Вопреки распространенному в психологии и биологии мнению о том, что мотивацией является любая детерминация и любое побуждение, я считаю, что это не так. Говоря о мотивации как особом виде детерминации поведения, следует сразу отсечь побуждения, связанные с безусловно- и условно-рефлекторным реагированием на внешние стимулы (раздражители). Тогда нетрудно заметить, что вопрос о причине активности человека оказывается тесно связанным с волей: участвует она в инициации активности или нет, противоречит активность воле (желанию) субъекта или не противоречит. И не случайно мотив и воля часто понимаются как синонимы, причем не только на уровне бытового сознания, но и научного.
Отсюда следует и другое положение: не всякая причинная обусловленность поведения может считаться мотивом, а только та, которая связана с внутренними побуждениями человека.
1.3. ТРУДНОСТИ В ИЗУЧЕНИИ МОТИВАЦИИ И МОТИВОВ ЧЕЛОВЕКА
Рассматривая мотивацию человека как психологический феномен, ученые столкнулись со многими трудностями. Прежде всего, возникла терминологическая неясность: одинаково и даже как синонимы употребляются термины «мотивация» и «мотив». «Мотивация» используется даже охотнее, так как, понимая под ней процессы детерминации активности человека и животных или формирования побуждения к действию или деятельности (А. Б. Орлов, 1989), в это понятие можно включать что угодно; ведь детерминировать и побуждать может безграничное множество вещей и явлений. Недаром Д. Дьюсбери (1981) пишет, что понятие «мотивация» используется обычно как мусорная корзина для разного рода факторов, природа которых недостаточно ясна.
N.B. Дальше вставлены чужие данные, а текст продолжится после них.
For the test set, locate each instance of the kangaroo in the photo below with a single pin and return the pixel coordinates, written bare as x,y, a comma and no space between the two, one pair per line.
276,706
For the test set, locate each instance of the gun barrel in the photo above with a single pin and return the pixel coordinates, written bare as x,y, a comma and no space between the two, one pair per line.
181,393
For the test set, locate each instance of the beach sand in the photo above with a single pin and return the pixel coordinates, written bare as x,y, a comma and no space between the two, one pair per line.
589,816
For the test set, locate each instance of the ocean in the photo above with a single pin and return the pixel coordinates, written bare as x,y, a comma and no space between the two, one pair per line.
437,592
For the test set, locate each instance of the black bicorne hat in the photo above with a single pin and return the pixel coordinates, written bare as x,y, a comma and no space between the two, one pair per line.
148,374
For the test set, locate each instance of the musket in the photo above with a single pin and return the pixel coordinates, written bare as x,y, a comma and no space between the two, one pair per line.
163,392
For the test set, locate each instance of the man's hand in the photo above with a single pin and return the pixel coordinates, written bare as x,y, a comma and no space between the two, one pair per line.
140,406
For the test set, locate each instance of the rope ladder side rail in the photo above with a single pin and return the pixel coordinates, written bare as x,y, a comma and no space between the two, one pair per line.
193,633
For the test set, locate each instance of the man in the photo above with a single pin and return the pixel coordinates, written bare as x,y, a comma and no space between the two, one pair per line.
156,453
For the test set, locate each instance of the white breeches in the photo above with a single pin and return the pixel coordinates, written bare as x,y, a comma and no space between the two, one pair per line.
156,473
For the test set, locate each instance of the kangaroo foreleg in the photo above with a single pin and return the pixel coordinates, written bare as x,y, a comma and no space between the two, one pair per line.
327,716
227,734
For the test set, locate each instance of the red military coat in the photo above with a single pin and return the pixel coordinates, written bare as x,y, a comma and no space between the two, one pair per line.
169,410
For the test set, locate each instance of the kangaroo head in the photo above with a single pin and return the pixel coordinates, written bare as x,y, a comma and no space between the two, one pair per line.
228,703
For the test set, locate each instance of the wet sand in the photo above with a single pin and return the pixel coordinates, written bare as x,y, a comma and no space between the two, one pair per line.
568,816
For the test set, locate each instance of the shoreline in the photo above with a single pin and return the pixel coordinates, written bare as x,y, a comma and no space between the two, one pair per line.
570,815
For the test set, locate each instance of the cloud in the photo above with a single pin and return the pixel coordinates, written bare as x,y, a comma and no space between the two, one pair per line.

Действительно, мотивацию связывают с потребностями и мотивами, мировоззрениями человека и особенностями его представления о себе, личностными особенностями и функциональными состояниями, с переживаниями, знаниями о среде и прогнозом ее изменения, с ожидаемыми последствиями и оценками других людей (В. А. Иванников, 1985, 1991).
Не лучше обстоит дело с понятием «мотив». В качестве его называются самые различные психологические феномены: представления и идеи, чувства и переживания (Л. И. Божович, 1968), потребности и влечения, побуждения и склонности (X. Хекхаузен, 1986), желания и хотения, привычки, мысли и чувство долга (П. А. Рудик, 1967), морально-политические установки и помыслы (А. Г. Ковалев, 1969), психические процессы, состояния и свойства личности (К. К. Платонов, 1986), предметы внешнего мира (А. Н. Леонтьев, 1971, 1975), установки (А. Маслоу, 1954) и даже условия существования (Б. К. Вилюнас, 1990), Врачи ставят даже такой диагноз, как «немотивированные (!) головные боли», очевидно полагая, что мотив — это любая причина любого явления. Недаром А. Н. Леонтьев писал, что работы по проблеме мотивации почти не поддаются систематизации — до такой степени различны те понятия, по поводу которых употребляется термин «мотив», и что само это понятие превратилось в большой мешок, в который сложены самые различные вещи. О вольном использовании понятия «мотив» литераторами, публицистами, юристами и говорить не приходится. Любая причина поступка исторического или экономического развития человечества называется мотивом. Неудивительно, что подчас исчезает сам предмет обсуждения, т. е. мотив, или же высказываются предположения, что современные понятия о нем описывают не одну, а несколько реальностей, не совпадающих друг с другом (В. А. Иванников, 1985).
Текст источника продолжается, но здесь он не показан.